When properly used, vaccines can save huge numbers of lives. Since 2000, immunisation has helped halve child mortality in Gavi-supported countries. Childhood immunisation against diseases such as measles and Haemophilus influenzae type b (Hib) induced meningitis protect hundreds of thousands of children, especially in low- and middle-income countries. Measles vaccination alone has prevented 32 million deaths since 2000.
Ensuring that lifesaving vaccines get to those who need them has been at the core of Gavi’s work since it started in 2000. Since there is no vaccine to prevent COVID-19, other measures such as physical distancing and quarantine have been implemented by many countries to slow the further spread of the virus.
However, these very measures are now threatening to undermine efforts to save lives through immunisation.
Suspending immunisation campaigns
On 26 March, the World Health Organization recommended that while routine immunisation programmes should continue, mass vaccination campaigns should be temporarily suspended because they could increase the spread of the coronavirus in communities. In the event that there is an outbreak of a vaccine-preventable disease, such as measles, countries are now advised to weigh the risks and benefits of conducting outbreak response. This means considering factors such as whether the local health system has the capacity to conduct a safe and effective mass vaccination campaign in the context of the COVID-19 pandemic.
This would not be the first time that countries have had to face challenging decisions when trying to tackle one infectious disease without undermining efforts to prevent outbreaks of another. In the Democratic Republic of the Congo (DRC), which has been battling an Ebola outbreak for two years, a measles outbreak has already killed 6,500 children and is spreading rapidly through the country. By contrast, the Ebola outbreak has killed 2,264 people. This could be just the first of many lethal measles outbreaks as 20 countries have suspended campaigns against the disease as health care workers divert their attention to fighting COVID-19. Resurgences of polio could be next as campaigns against this disease have also been halted.
The risk-benefit ratio
Scientists at the London School of Hygiene and Tropical Medicine (LSHTM) have weighed up the health benefits of continued routine infant immunisation delivery against the risk of COVID-19 infections in Africa. They modelled the impact of suspending routine immunisation sessions to prevent the spread of coronavirus infection and further COVID-19 deaths, against the deaths prevented by continuing routine immunisation sessions.
Their results are preliminary but striking: for each COVID-19 death prevented by suspending routine immunisation, they forecast there would be at least 29, and as many as 347 future deaths resulting from a range of diseases including measles, yellow fever, polio, meningitis, pneumonia and diarrhoea.
This is working on the assumption that in the coming months, all African countries will be as affected by COVID-19 as non-African countries have been early on in the pandemic. The estimate also assumes that there are no efforts to go back and vaccinate, or “catch-up” children who were not vaccinated as scheduled during a suspension, and that without a suspension, routine immunisation would reach as many children as it would otherwise during the pandemic.
The researchers point out that those who are maintaining physical distancing to stop the spread of COVID-19 are also at reduced risk of other infections, although they don’t expect such measures to work for especially contagious diseases such as measles or pertussis.

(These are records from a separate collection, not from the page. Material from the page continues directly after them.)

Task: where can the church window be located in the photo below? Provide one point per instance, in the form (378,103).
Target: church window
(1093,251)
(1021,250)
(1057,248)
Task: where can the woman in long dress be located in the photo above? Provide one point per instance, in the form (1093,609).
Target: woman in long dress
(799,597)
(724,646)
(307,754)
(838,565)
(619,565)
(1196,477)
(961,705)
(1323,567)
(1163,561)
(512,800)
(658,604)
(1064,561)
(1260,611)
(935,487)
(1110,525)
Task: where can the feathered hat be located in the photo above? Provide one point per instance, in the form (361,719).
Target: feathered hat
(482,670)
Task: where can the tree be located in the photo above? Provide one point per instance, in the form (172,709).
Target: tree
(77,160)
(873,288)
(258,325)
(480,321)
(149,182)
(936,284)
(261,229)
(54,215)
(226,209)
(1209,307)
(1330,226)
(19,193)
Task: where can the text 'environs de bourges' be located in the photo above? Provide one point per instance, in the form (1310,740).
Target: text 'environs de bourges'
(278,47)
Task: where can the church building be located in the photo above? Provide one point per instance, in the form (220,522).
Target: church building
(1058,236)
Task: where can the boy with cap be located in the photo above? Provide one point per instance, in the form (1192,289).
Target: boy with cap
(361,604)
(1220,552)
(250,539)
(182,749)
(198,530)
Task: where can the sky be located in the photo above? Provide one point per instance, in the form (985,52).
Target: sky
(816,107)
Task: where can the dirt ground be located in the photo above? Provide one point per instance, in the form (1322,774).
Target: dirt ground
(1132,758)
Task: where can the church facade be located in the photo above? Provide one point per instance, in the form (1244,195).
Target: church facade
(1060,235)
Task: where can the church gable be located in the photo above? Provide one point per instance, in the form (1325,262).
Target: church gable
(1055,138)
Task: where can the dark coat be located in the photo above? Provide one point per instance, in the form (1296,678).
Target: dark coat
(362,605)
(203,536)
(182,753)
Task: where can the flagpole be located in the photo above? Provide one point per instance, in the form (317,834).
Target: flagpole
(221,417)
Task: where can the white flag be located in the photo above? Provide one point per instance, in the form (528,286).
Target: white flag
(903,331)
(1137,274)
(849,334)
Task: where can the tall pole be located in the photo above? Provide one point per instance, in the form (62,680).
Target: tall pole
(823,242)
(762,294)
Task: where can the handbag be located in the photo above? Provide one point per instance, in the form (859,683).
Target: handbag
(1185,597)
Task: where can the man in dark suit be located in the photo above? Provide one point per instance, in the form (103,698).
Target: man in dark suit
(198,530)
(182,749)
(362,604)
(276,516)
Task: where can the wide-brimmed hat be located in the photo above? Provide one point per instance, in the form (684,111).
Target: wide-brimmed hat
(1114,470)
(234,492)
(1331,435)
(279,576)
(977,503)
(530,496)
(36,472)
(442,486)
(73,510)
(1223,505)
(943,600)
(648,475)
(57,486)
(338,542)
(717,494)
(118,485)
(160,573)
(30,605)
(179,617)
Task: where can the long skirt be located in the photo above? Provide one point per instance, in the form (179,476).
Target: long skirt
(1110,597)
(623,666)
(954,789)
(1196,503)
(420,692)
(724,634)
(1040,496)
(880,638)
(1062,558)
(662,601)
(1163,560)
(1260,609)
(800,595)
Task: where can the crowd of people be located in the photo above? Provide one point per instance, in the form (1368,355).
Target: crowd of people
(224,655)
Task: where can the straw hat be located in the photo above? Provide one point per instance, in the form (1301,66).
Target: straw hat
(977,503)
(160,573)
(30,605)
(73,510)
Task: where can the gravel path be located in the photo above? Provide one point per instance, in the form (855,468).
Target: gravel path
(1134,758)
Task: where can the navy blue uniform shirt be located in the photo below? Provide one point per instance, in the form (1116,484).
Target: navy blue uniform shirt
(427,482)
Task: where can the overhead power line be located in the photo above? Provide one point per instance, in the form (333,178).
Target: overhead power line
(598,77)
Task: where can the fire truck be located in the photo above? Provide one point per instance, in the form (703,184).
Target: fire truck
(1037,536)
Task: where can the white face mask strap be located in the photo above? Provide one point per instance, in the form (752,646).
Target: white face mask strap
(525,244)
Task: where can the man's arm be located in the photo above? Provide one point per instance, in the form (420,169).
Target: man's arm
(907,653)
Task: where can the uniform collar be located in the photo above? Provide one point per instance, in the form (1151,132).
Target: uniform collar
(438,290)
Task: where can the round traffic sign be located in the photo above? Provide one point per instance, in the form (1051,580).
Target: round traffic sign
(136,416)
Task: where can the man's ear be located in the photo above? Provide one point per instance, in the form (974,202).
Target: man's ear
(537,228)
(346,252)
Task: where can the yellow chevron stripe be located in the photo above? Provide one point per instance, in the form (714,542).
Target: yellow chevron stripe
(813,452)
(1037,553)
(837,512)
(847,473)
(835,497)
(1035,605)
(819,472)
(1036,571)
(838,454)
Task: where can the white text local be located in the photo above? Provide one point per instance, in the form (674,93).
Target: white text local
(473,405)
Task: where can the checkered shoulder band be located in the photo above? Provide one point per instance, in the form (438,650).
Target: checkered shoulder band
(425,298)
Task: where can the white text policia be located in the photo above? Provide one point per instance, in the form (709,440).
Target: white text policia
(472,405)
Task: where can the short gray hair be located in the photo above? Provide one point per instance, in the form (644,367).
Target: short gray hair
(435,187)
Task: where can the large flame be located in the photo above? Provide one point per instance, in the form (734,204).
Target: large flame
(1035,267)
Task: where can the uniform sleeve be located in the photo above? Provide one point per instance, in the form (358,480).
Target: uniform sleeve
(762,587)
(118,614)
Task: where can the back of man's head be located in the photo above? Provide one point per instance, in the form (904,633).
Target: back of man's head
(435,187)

But once physical distancing measures are relaxed, without the continuation of routine immunisation there would be millions of unvaccinated children vulnerable to deadly diseases.
If countries do decide to continue with routine immunisation during the COVID-19 pandemic, they will need to work out ways to reduce human contact. For example, between other families waiting or health care workers, or on public transport when travelling to the site. Vaccinators will be at high risk of infection because of the sheer numbers of people they will be coming into contact with, and will need to maintain stringent standards of infection prevention such as wearing suitable personal protective equipment and frequent hand washing.
In addition, whether or not a country suspends immunisation services, it will be critical for it to provide catch-up immunisations for any children who missed their vaccines due to the disruption caused by the COVID-19 pandemic.